Naar het oordeel van de rechtbank is voldoende aannemelijk geworden dat de lopende termijnen kunnen en zullen worden voldaan. Verzoekster heeft inkomsten uit arbeid en ontvangt toeslagen en heeft daarmee voldoende inkomsten om de lopende huurtermijnen te voldoen. De huur van april 2024 is inmiddels voldaan. Daarnaast heeft de advocaat van verzoekster ter zitting verklaard dat de lopende huurtermijnen zullen worden voldaan. Tegen deze achtergrond dient het belang van verzoekster zwaarder te wegen dan het belang van verweerster.
De rechtbank merkt op dat aan verzoekster een laatste kans wordt geboden om ontruiming van haar woning tegen te gaan.

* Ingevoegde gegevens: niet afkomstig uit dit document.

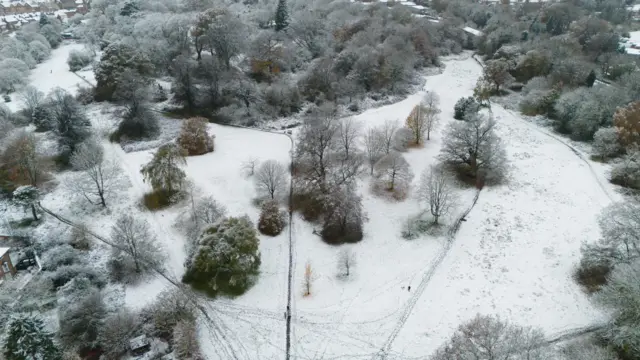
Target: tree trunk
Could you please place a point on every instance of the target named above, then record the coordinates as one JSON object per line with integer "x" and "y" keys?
{"x": 33, "y": 212}
{"x": 102, "y": 201}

Het is positief dat verzoekster nu definitief een oplossing wil voor haar schuldenproblematiek. Verweerster heeft er wel belang bij dat de huurschuld niet verder oploopt. Om die reden acht de rechtbank termen aanwezig om ter zekerheid van de belangen van verweerster in het dictum een voorwaarde op te nemen. De verzochte voorziening zal onder de in het dictum genoemde voorwaarde worden toegewezen.

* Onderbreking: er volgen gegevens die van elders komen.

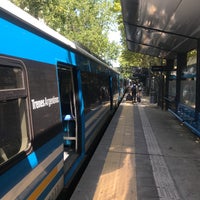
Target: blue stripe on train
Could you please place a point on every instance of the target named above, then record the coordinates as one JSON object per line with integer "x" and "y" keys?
{"x": 25, "y": 44}
{"x": 39, "y": 179}
{"x": 19, "y": 171}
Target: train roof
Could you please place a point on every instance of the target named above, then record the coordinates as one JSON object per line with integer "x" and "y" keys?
{"x": 161, "y": 28}
{"x": 17, "y": 13}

Nu het minnelijk traject naar verwachting niet op korte termijn zal zijn afgerond, zal verzoekster gelet op het bepaalde in artikel 285, eerste lid, sub f, in samenhang met artikel 287, tweede lid, Fw, ten aanzien van het verzoek tot toelating tot de schuldsaneringsregeling ex artikel 284, tweede lid, Fw, niet-ontvankelijk worden verklaard. Zo nodig kan verzoekster te zijner tijd een nieuw verzoek indienen.

5.De beslissing

De rechtbank:
- schort de tenuitvoerlegging op van het op 5 april 2023 opgemaakte proces-verbaal van deze rechtbank tot ontruiming van de huurwoning van verzoekster gelegen aan [adres], voor de duur van deze voorziening en verlengt de huurovereenkomst zoals deze tussen partijen bestaat of bestond voor de duur van deze voorziening;
- bepaalt dat de genoemde voorziening geldt voor de duur van zes maanden vanaf 4 april 2024;
- bepaalt dat deze voorziening slechts geldt zolang de lopende termijnen gedurende deze periode tijdig en volledig worden voldaan;
- bepaalt dat schuldhulpverlening die namens verzoekster de buitengerechtelijke schuldregeling gaat uitvoeren, uiterlijk twee weken voor het aflopen van de getroffen voorziening verslag uitbrengt als bedoeld in artikel 287b, zesde lid, Fw;
- verklaart verzoekster niet-ontvankelijk in haar verzoek ex artikel 284, tweede lid, Fw.
Dit vonnis is gewezen door mr. M. Aukema, rechter, en in aanwezigheid van
mr. C. Hulsegge, griffier, in het openbaar uitgesproken op 25 april 2024.